Developing Therapies to Prevent Neuronal Apoptosis
Our laboratory uses basic molecular signaling pathways to prevent neuronal apoptosis and to promote neuronal survival and outgrowth during normal aging and various neurodegenerative diseases, including cerebrovascular disease (stroke) and AIDS dementia. Neuronal damage is curtailed by preventing excessive activity of the NMDA subtype of glutamate receptor and its downstream effectors (see figure). Cultures of cerebrocortical neurons as well as transgenic and knock-out animal models are used to show the involvement of calcium, free radicals, caspases, and transcription factors in NMDA receptor-mediated neuronal apoptosis. Two NMDA antagonists that we have developed are clinically tolerated because they have been designed using biophysical principles to decrease only excessive NMDA receptor activity while leaving physiological levels of activity relatively spared - these drugs are now in clinical trials. Techniques used in the laboratory include patch-clamp recording, site-directed mutagenesis of recombinant NMDA receptor subunits and GABAC subunits, multi-photon confocal imaging of mitochondrial activities, deconvolution microscopy, gene reporter assays, and various fluorogenic methods for apoptosis assessment.

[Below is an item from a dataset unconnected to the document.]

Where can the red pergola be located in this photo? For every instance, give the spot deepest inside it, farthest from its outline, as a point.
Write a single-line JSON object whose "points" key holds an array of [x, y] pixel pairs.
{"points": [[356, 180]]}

Additionally, during the past few years we cloned and are currently characterizing two novel NMDA receptor subunits (one was recently published in Nature), and cloned a transcription factor, MEF2C, that controls the expression of NMDA receptor subunit genes and determines whether neurons undergo apoptosis after glutamate-related insults (recently published in PNAS and JBC). MEF2C is activated by the p38 stress kinase pathway, an active area of research in the laboratory that mediates both neuronal cell apoptosis and ischemic tolerance in the brain.
Recently, we also discovered a new action of nitric oxide-related species on cysteine residues of the NMDA receptor. This reaction, termed S-nitrosylation (transfer of the NO group to critical cysteine sulfhydryls), down-regulates NMDA receptor activity as well as caspase activity and may be useful clinically. Several other protein targets of nitrosylation are being examined in the laboratory (recently published by us in Neuron and in Nature).
We have also found a possible cause of neuronal apoptosis in AIDS brains (about one-third of AIDS patients eventually develop dementia). We discovered that the coat protein gp120 of HIV-1 produces a dramatic rise in neuronal calcium. This destructive process is primarily mediated by stimulation/activation of macrophage chemokine receptors by gp120 to release toxins that in turn trigger NMDA receptor-mediated neuronal destruction. Therefore, in some ways, this pathway resembles neuronal damage observed after stroke and other neurodegenerative diseases. (recently published in Nature, and Neuron, and JAMA). The involvement of apoptotic pathways in this type of cell death, involving reactive oxygen species, nitric oxide, mitochondrial toxins and caspases, is currently being explored.